This is a submission for the Google AI Studio Multimodal Challenge
What I Built
AI Personal Trainer is an experimental fitness app with a "voice-first" approach that turns your smartphone into an interactive workout partner. The app is primarily controlled by voice commands, allowing you to focus on exercises rather than the screen.

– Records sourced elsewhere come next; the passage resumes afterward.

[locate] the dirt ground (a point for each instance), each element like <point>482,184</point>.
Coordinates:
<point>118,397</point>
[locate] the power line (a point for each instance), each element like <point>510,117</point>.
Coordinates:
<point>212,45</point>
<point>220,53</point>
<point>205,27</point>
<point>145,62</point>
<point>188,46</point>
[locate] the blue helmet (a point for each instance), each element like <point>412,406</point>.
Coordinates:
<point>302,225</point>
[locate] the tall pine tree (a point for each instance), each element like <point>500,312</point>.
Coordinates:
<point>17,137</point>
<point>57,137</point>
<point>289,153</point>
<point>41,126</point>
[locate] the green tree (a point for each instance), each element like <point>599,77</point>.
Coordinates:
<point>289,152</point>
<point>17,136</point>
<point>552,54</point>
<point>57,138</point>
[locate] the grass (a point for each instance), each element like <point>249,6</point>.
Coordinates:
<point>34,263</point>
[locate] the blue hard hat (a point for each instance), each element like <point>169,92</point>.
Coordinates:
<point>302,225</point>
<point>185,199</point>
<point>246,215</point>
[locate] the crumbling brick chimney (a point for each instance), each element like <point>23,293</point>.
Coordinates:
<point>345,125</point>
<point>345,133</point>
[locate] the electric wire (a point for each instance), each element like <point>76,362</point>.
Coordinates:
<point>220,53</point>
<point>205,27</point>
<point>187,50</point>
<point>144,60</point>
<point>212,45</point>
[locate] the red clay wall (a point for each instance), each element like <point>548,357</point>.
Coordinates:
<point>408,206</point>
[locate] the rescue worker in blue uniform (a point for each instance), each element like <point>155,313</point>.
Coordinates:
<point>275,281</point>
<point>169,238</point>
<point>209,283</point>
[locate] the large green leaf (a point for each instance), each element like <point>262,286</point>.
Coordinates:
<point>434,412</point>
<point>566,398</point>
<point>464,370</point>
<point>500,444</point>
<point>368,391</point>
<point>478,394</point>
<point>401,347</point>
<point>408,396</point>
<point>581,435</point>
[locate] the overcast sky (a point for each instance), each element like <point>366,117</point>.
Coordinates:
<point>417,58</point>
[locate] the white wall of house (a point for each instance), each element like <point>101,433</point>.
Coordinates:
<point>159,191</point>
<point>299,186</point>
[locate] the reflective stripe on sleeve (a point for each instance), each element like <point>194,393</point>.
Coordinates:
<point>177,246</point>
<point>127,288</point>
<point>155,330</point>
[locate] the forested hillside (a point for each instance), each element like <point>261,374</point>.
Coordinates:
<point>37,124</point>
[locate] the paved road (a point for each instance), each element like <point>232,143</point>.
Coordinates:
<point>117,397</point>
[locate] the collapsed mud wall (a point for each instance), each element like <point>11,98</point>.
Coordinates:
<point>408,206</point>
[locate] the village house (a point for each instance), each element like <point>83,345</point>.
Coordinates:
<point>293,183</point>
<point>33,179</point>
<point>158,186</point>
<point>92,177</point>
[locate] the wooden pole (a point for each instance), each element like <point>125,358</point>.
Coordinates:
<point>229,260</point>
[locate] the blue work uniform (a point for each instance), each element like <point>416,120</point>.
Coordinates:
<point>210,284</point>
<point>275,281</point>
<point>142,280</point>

The problem I'm exploring:
- Distractions during workouts: The need to constantly interact with the phone screen
- Lack of personalization: Most apps offer one-size-fits-all solutions
- Passive interaction: Apps work as trackers rather than assistants
Implemented features:
- ๐ค Voice program creation: Dialog with AI to create personalized workout programs
- ๐ง Real-time audio interaction: Two-way voice communication during workouts
- ๐ Comprehensive database system: System for storing programs, sessions, and progress
- ๐ Analytics dashboard: Visual progress tracking and performance insights
- ๐ Google Calendar integration: Automatic addition of workouts to calendar
- ๐ฏ Hybrid architecture: Combining dialog speed with analysis accuracy
Demo
โก Live Applet
๐ฑ View in AI Studio
๐ป GitHub Repository:ai-personal-trainer
Thanks @aquascript-team for help with the video!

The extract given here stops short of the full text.